Personal information
- Full name: Arthur Watson
- Born: 23 October 1835 Lancing, Sussex, England
- Died: 31 March 1920 (aged 84) Cowes, Isle of Wight, England
- Batting: Unknown
- Bowling: Unknown
- Relations: Arthur Watson (son)

Domestic team information
- 1858: Cambridge University

Career statistics
| Competition | First-class |
| Matches | 1 |
| Runs scored | 0 |
| Batting average | 0.00 |
| 100s/50s | –/– |
| Top score | 0 |
| Balls bowled | ? |
| Wickets | 1 |
| Bowling average | ? |
| 5 wickets in innings | – |
| 10 wickets in match | – |
| Best bowling | 1/? |
| Catches/stumpings | –/– |
- Source: Cricinfo, 16 November 2022

= Arthur Watson (cricketer, born 1835) =

English cricketer and schoolmaster

Arthur Watson (24 October 1835 – 31 March 1920) was an English schoolmaster.
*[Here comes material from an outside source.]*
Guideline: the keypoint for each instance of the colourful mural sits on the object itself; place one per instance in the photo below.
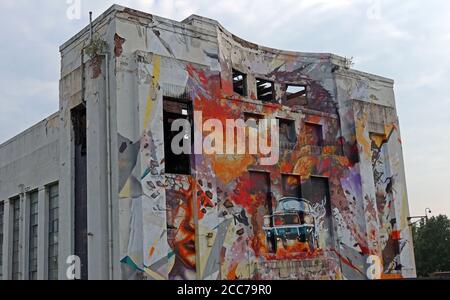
(333, 199)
As a student in 1858 at Cambridge University, he played in a single first-class cricket match for the university side. He was born at Lancing, Sussex and died at Cowes, Isle of Wight.
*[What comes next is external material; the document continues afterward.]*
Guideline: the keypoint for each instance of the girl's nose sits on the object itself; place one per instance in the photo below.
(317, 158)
The son of the vicar of Lancing, Watson was educated at the innovative Clapham Grammar School in south London under the headmastership of Charles Pritchard and at Gonville and Caius College, Cambridge. His cricket career was brief: records survive only for matches he played in the 1858 season, plus a single later game in 1865, and only one somewhat-truncated match was later rated as first-class. In it, he played as a lower-order batsman and as a bowler, taking one wicket, though neither his bowling nor his batting styles are known.

Watson graduated from Cambridge University with a Bachelor of Arts degree in 1859, and this converted to a Master of Arts in 1863. He was ordained as a Church of England deacon in 1862 and as a priest the following year; in 1862 he became curate of Neston, Cheshire. Rather than pursuing a career in the church, however, Watson went into education, and in 1863 he returned to his own school, Clapham Grammar, as an assistant master and chaplain. In 1864, he married the daughter of a clergyman from Cowes on the Isle of Wight and from then until his death in 1920 he was headmaster of the Grange School at Cowes.

Watson's son, Arthur Lacon Watson, had a similarly brief first-class cricket career for Hampshire and Cambridge University in the 1880s.